Chris Long went on the Rich Eisen show Friday to discuss race in America and his support for teammate Malcolm Jenkins’ protest of the National Anthem.
Philadelphia Eagles defensive end and Charlottesville, Va. native Chris Long went on the Rich Eisen show Friday to discuss race in America and his support for teammate Malcolm Jenkins’ protest during the National Anthem.
Jenkins has been protesting with a raised first during the anthem dating back to last season, and on Thursday, Long draped his arm around Jenkins during the playing of the song before a preseason game against the Buffalo Bills. Long and Jenkins are first-time teammates this season.
Long, 32, who was born in Charlottesville and played at Virginia, explained why he was compelled to stand with Jenkins in wake of last weekend’s white supremacist violence and with dialogue about racism at the forefront of the national conversation.
“For me, I’ve always felt like off the field [we should] promote equality, but this week I thought maybe a symbolic gesture might be what was poignant for me personally,” Long said. “I approached Malcolm and I said I don’t want to offend, I don’t want to step on your toes, but I'm here to support you being a black male in America, I can never imagine what it feels like in the face of all that stuff.
“I don’t think you deserve a medal for making a simple gesture, but people have been positively touched by it. Just putting your arm around somebody, it’s not something that takes much effort to make that much of a difference, and I hope it inspires some people to get together on this thing.

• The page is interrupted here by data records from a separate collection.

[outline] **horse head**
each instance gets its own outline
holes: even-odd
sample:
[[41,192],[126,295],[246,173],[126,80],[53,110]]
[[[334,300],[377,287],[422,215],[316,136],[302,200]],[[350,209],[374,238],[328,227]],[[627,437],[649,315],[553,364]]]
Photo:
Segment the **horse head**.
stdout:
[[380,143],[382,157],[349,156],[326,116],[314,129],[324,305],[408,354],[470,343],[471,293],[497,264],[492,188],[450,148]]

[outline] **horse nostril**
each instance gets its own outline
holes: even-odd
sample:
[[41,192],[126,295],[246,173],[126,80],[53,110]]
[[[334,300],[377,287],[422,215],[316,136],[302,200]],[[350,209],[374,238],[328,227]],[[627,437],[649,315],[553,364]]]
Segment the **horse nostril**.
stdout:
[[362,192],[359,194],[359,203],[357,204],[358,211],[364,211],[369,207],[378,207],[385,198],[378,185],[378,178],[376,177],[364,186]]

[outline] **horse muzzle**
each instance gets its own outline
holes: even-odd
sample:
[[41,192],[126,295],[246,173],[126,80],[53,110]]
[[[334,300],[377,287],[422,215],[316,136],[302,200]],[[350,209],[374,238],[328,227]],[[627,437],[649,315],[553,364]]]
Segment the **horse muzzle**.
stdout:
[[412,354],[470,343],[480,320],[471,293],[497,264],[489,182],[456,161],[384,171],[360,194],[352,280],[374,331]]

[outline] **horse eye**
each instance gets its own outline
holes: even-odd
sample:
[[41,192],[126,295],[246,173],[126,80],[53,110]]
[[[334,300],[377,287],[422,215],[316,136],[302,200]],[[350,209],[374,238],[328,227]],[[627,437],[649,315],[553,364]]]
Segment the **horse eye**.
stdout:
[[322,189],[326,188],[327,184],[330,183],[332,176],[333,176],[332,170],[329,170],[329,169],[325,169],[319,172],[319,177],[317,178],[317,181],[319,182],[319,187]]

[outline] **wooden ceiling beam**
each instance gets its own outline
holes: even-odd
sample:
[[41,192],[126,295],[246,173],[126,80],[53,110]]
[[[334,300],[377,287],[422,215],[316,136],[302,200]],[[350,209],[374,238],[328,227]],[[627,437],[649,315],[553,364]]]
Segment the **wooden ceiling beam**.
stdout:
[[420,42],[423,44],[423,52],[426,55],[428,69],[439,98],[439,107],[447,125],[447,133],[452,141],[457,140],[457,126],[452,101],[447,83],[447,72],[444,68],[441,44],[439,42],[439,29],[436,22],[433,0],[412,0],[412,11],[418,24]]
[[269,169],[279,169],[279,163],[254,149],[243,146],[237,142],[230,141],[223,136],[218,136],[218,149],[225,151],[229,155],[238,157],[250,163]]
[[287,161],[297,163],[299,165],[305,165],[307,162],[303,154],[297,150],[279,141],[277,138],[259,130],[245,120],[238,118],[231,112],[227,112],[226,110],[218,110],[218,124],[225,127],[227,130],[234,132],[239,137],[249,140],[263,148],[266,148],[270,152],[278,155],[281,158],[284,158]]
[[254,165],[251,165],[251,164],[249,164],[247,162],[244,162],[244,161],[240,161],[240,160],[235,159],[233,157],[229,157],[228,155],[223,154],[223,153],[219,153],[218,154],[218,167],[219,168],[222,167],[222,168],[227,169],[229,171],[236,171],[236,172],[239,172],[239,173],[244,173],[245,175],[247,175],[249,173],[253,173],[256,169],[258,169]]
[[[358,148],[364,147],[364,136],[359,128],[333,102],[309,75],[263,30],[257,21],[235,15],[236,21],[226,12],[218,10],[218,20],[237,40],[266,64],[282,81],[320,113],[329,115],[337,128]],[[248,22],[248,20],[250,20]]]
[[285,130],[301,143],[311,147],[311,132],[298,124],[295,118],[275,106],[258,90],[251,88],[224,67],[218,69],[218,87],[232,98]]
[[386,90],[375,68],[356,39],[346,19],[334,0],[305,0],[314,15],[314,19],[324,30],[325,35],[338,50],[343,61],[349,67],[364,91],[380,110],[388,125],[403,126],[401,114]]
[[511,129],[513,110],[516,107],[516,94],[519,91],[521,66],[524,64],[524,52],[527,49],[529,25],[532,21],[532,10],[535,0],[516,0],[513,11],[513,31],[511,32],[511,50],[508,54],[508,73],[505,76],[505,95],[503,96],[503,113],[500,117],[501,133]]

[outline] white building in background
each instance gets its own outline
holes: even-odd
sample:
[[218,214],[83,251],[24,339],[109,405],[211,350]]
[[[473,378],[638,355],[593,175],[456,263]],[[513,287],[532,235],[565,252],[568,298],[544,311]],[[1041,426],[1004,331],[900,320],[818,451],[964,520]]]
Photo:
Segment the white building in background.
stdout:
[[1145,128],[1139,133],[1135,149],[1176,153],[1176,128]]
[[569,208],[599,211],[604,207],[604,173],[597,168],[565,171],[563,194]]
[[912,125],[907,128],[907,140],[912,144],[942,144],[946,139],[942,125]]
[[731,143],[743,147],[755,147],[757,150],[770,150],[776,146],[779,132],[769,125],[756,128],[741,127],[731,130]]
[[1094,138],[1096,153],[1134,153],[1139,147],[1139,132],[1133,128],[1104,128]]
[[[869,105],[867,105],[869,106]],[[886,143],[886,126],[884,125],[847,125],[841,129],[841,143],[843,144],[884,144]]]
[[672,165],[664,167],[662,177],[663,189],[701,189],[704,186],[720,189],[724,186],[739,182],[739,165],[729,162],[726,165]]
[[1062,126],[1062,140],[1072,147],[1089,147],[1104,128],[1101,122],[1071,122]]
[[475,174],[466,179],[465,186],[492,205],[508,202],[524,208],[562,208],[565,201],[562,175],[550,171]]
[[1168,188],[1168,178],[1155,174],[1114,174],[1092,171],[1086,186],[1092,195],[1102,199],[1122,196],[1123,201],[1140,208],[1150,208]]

“I just told him I appreciate him giving me the opportunity to support him. This isn’t something I struggle with daily, as far as being the subject of hatred or institutional racism or white supremacy. It’s not something I deal with. So allowing me to lend my support...that meant something.”
The national anthem protests started by Colin Kaepernick last season have spread around the league but remain a divisive topic, as Kaepernick remains unsigned amid speculation team owners are freezing him out over his political stance.
“Everybody has a take on the national anthem, our flag, some of the protests that have occurred during it, and I’m one of those people that has said always — and you can call it a cop-out if you want, but I’m just speaking the truth with you — I have never kneeled for the anthem,” Long said. “But I have respect for the activism and action that somebody like Colin [Kaepernick] has taken off the field, away from the anthem. The anthem started the conversation, but he’s followed through with activism and action.”
“Malcolm Jenkins is one of those guys who’s leading from the front...we need more people that walk the walk and talk the talk.”